На автобусных подножках висят люди; из автомобилей подороже томно высовываются блондинки с отличными фигурами, торчат чехлы со сложенными шубами и довольно красивые кожаные чемоданы; на обычных телегах сидят кричащие младенцы, дети постарше вписывают в тетради домашние задания, ловкие студенты умудряются пристроить на коленях лэптопы и даже скайпить с попутчиками. Но есть и те, кто вовсе ни на что не годен, они идут пешком, у некоторых в руках палки — можно опираться, когда устал, да и какое-никакое, но оружие, отбиваться от соседей всегда пригодится. Конфликты и вооруженные стычки — как индивидуальные, так и носящие порой пугающе массовый характер — за последнее время резко участились. На шоссе становится настолько тесно, что нечем дышать. Ходят разговоры об экологии шоссе, о появившихся неизлечимых болезнях неясной этиологии, а к телегам, торгующим удлиняющими продолжительность жизни и потенцию биологическими добавками, становится сложно пробиться. Особенно это заметно в час-пик.
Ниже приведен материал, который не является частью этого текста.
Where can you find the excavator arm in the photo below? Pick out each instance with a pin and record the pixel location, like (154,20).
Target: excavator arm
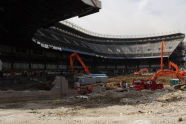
(141,71)
(80,60)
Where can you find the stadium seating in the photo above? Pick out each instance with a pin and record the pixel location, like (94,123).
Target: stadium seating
(72,38)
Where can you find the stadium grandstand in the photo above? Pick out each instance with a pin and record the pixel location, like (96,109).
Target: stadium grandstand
(122,54)
(42,43)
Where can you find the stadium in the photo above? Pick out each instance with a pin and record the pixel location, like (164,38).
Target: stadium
(36,44)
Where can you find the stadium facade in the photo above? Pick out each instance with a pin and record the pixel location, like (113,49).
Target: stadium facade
(52,44)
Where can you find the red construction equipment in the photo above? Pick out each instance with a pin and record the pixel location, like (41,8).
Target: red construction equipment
(151,82)
(81,62)
(141,71)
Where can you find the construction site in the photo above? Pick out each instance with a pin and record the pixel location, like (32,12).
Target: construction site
(53,71)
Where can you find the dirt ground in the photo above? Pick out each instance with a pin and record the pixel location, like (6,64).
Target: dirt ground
(129,78)
(165,106)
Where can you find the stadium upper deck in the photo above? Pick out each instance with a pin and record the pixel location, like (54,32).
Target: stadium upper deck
(66,36)
(20,19)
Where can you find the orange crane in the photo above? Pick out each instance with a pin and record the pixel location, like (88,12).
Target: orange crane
(141,71)
(151,82)
(81,62)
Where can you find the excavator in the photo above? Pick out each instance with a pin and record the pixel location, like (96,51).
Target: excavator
(141,71)
(88,81)
(151,82)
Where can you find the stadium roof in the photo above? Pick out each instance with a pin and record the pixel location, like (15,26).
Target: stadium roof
(21,18)
(67,38)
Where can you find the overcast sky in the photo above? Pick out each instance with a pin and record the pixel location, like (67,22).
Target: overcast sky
(136,17)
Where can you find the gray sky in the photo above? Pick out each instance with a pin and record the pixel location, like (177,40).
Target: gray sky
(136,17)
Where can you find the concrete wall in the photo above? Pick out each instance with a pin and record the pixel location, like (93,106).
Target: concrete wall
(59,90)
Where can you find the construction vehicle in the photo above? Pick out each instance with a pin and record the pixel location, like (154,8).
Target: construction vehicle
(144,84)
(151,82)
(141,71)
(86,82)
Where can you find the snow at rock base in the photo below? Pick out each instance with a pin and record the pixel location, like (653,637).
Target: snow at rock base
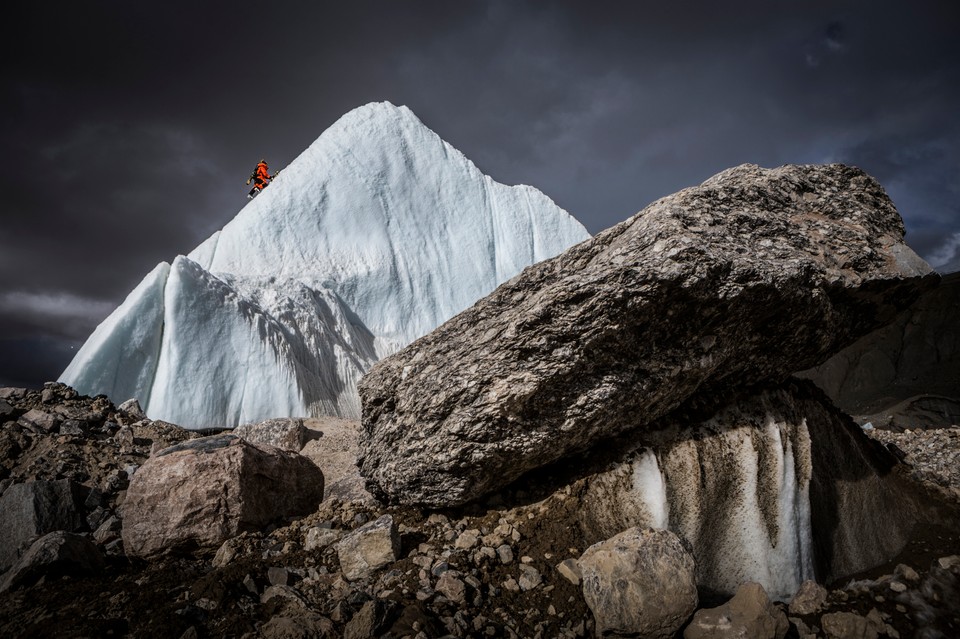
(376,234)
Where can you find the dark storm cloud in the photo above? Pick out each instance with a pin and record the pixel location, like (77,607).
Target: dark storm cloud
(130,127)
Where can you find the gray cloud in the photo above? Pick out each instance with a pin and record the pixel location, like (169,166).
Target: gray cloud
(131,127)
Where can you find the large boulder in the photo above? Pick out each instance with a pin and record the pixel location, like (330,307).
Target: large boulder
(774,488)
(57,553)
(752,275)
(204,491)
(641,582)
(35,508)
(906,374)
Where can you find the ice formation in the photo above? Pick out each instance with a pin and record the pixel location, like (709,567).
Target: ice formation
(372,237)
(739,496)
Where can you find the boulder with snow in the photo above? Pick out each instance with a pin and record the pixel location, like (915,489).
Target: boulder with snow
(641,582)
(775,488)
(204,491)
(749,614)
(742,280)
(374,235)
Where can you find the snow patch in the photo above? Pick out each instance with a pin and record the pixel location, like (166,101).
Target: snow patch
(376,234)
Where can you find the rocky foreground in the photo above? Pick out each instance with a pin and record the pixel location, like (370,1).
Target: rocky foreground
(515,565)
(611,444)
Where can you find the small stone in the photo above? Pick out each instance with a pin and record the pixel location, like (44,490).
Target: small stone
(318,538)
(368,548)
(132,408)
(71,427)
(226,553)
(467,539)
(283,592)
(530,577)
(808,599)
(570,570)
(452,588)
(847,625)
(107,531)
(38,421)
(906,573)
(278,576)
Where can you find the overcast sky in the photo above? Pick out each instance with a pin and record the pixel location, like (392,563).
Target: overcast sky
(129,128)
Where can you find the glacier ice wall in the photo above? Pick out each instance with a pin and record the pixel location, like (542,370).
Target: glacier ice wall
(376,234)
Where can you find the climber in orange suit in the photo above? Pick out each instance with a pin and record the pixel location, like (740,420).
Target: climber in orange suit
(260,178)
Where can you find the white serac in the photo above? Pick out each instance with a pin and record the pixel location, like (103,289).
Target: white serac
(372,237)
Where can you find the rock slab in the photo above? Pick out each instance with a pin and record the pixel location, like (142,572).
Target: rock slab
(35,508)
(641,582)
(749,614)
(751,276)
(204,491)
(56,553)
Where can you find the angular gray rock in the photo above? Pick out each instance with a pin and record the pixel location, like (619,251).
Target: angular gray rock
(334,447)
(752,275)
(641,582)
(906,374)
(368,548)
(207,490)
(850,625)
(56,553)
(39,421)
(749,614)
(286,434)
(36,508)
(808,599)
(132,408)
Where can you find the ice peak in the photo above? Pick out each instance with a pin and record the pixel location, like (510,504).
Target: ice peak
(373,236)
Ко всем прочим бедам движение осложняется одним неприятным обстоятельством: сверху (никто толком не знает откуда) на это шоссе постоянно падают камни (порой — маленькие, россыпью, эти почти безобидны и напоминают картечь или малокалиберные пули; порой — большие, некоторые достигают размеров булыжников), и в мерно движущейся толпе тут и там возникают завихрения и водовороты: это камень попал в одного из путников. Человек вскрикивает, падает… иногда встает, покалеченный, и умудряется продолжить движение, иногда уже не встает. Тогда люди подбирают его очки, кто-то всхлипывает, но вскоре движение возобновляется. Оставшихся лежать еще какое-то время пытаются обогнуть, но в тесноте это не так просто, и кто-то, наконец, первым на них наступает, кости слабо хрустят, вминаясь в асфальт, потом остатки переезжает телега, и уже через пять-десять минут нельзя и догадаться, что недавно в дорожной грязи лежал человек, коллега. Все затаптывается и дорога опять разравнивается. Над ней смердит, но люди давно принюхались и не обращают внимания на такие мелочи. Все спешат, все увлечены движением, перестраиванием из полосы в полосу, улучшением транспортных средств.
Но самое забавное во всей этой картине: несмотря на то, что всем здесь кажется, что у них абсолютно разные цели, никакой цели у передвигающихся нет и вообще быть не может. Совпадает у всех только направление движения. Местами покрытое асфальтом, а местами уже разбитое в грязь, это шоссе напоминает взлетную полосу, только с той разницей, что теснота на дороге никому не даст набрать нужной скорости и оторваться от земли, — мы все без исключения направляемся к ожидающей нас в конце пути бездонной пропасти. Радует только одно: мы об этом до поры до времени ничего не знаем. «Меньше знаешь — лучше прешь» — гласит начертанный на растяжках девиз, принадлежащий великому лидеру этой трассы. Говорят, он прославился тем, что, оказавшись на краю бездны, умудрился ее не заметить, и свидетели из первых рядов успели передать слух, что, падая, он еще долго вопрошал окружающих: «Кто-нибудь знает, почем сегодня баррель?»